The one thing that the Congress knows for certain is that it wants to avoid any direct comparison between Rahul Gandhi and Narendra Modi.
Simply put, that is a face-off that the Congress 'Yuvraj' cannot win because there is no record of achievement in Rahul Gandhi's bio-data.
The dithering Congress has thus been reduced to a thoroughly reaction-ary party, by which I mean that it merely reacts to Narendra Modi, without taking any initiative of its own. Unless the occasional flare-up in the media is the handiwork of the Congress?
Remember that silly controversy about 'Modi in Rambo act, saves 15,000' as a newspaper headline put it, allegedly based on remarks by a BJP representative from Uttarakhand? Three weeks later, the same newspaper wrote: 'Mr Baluni did not say that 15,000 people had been “rescued”. He neither tried to exaggerate facts nor mislead us. We regret any inadvertent inconvenience caused to any individual by the article. We are mortified by the controversy surrounding the report.' Those interested may read the full statement.
Narendra Modi, meanwhile, has not been bothering to react to the Congress's jibes. He has been busy trying to woo back two constituencies that were crucial when the BJP won power in the elections of 1998 and of 1999, namely the giant state of Uttar Pradesh (and the Hindi belt in general) and educated youth (who tend to be concentrated in urban areas).

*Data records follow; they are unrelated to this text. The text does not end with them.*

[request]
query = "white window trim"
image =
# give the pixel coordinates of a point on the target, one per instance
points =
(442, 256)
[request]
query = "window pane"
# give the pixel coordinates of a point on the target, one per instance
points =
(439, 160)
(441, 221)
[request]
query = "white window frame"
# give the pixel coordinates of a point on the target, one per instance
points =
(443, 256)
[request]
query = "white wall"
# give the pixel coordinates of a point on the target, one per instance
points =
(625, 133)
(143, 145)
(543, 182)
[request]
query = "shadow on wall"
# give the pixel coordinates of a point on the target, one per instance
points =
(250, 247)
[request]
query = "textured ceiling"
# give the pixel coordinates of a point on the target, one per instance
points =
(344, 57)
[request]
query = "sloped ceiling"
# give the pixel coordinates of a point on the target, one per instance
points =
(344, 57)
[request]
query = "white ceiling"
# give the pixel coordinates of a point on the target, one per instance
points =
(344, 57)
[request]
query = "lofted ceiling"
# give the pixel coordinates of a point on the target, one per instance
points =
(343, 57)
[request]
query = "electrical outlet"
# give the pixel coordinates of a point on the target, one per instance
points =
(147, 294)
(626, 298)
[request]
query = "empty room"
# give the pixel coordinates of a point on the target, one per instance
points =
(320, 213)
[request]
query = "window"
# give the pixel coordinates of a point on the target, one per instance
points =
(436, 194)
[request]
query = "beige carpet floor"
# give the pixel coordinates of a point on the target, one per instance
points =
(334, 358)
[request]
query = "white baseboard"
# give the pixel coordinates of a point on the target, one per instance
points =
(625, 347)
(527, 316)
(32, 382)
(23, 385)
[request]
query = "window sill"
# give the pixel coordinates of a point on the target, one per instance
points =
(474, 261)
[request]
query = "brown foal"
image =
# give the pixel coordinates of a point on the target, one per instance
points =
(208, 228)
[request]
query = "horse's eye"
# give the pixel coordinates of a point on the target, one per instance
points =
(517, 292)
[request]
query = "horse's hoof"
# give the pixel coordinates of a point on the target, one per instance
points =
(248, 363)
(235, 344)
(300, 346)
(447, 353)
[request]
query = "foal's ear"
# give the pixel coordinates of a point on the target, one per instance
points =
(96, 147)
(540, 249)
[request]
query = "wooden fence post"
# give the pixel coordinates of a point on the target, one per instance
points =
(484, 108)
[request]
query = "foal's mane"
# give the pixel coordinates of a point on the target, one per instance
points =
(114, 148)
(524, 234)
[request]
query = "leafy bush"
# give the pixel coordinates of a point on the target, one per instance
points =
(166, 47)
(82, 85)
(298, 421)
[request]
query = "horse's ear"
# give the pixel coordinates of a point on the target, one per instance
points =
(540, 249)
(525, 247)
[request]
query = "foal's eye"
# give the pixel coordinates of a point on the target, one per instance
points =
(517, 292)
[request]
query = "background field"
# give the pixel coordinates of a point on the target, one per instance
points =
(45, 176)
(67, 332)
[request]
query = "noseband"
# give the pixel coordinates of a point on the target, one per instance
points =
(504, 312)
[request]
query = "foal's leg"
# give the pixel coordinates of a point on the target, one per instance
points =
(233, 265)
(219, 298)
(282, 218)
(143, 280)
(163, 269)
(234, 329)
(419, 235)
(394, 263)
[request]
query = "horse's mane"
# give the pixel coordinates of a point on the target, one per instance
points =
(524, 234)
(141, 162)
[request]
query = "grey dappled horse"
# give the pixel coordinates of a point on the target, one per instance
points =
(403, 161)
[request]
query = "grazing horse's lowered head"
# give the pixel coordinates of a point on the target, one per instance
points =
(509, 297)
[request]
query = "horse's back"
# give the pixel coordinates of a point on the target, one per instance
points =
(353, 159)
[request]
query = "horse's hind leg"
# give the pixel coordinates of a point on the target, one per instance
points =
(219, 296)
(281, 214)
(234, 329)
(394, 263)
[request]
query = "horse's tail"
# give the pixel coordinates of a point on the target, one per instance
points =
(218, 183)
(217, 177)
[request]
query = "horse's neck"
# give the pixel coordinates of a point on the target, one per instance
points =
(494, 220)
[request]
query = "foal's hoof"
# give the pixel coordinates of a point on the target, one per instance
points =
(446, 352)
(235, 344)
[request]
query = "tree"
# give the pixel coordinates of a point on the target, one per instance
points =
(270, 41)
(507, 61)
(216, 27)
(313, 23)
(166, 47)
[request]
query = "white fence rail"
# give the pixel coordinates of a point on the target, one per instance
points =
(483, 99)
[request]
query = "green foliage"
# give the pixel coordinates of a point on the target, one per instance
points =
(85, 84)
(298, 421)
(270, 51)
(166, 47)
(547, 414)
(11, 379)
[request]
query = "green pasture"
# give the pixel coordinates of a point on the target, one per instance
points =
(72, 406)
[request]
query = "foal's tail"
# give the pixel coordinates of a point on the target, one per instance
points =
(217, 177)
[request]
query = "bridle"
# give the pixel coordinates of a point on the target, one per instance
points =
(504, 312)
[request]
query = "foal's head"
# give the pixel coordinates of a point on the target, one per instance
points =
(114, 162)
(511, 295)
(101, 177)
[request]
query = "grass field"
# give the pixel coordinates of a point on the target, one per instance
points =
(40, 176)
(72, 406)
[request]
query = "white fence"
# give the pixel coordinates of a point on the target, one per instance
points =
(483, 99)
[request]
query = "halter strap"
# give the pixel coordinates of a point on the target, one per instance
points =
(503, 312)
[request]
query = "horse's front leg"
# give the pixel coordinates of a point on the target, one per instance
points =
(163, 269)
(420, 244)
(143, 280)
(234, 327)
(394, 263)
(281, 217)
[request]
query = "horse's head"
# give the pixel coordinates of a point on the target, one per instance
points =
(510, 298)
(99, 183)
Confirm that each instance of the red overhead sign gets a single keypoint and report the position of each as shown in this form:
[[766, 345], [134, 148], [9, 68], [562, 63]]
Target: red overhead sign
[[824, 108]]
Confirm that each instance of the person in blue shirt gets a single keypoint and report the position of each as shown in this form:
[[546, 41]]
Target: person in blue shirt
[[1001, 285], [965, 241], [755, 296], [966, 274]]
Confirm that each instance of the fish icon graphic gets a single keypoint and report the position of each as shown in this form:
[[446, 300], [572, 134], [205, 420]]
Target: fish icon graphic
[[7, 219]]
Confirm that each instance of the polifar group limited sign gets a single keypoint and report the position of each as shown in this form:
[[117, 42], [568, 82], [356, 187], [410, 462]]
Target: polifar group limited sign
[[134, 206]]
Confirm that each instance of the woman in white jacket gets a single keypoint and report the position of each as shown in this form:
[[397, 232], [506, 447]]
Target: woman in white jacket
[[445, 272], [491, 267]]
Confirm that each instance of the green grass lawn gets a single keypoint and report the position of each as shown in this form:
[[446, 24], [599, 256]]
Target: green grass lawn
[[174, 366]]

The BJP's campaign manager is choosing his audiences carefully. He has spoken to the students and faculty of Delhi's elite Shri Ram College of Commerce and at the historic Fergusson College in Pune. He addressed the Bharat Chamber of Commerce in Kolkata and women entrepreneurs at the Federation of Indian Chambers of Commerce and Industry, timing the latter days after Rahul Gandhi had spoken, in a damp squib of a speech, to the Confederation of Indian Industry.
Was it this last performance that led the Congress to decide once and for all to avoid any direct confrontation between Narendra Modi and Rahul Gandhi?
This has left the Congress groping in the dark to find the response to three questions.
First, will Narendra Modi's star burn out by winter, or shall he continue to gain momentum all the way up to May?
Second, just how bad could the economic situation get, meaning will it be worse in April-May of 2014 than it will be in October-November of 2013?
Third, will there be any more bad news from the ongoing investigations into multiple scandals, and, specifically, will the prime minister's name be dragged in any deeper into the muck of Coalgate?
The Congress should have stuck to its original strategy, got the President to sign a Food Security Ordinance in April, taken advantage of the Karnataka results to push it through Parliament, and then dissolved the Lok Sabha.
True, it could not have avoided embarrassment in the Supreme Court over Coalgate, but a lot of the media attention would have dissipated as the BJP and its National Democratic Alliance allies squabbled over Narendra Modi's role.
That last bit is now a done deal. Narendra Modi is firmly in command, and is setting a clear agenda, while the Congress can only respond.
Even his provocative statements -- the 'puppy under the car wheels', the 'burqa of secularism' -- seem to be calculated comments, designed to leave the Congress, the Samajwadi Party, the Bahujan Samaj Party, and the Janata Dal-United fighting over, and dividing, the Muslim vote in the crucial battlegrounds of Uttar Pradesh and Bihar.
What will the Congress decide even as its window of opportunity starts to close? I have no idea. How can I know when the Congress is itself undecided?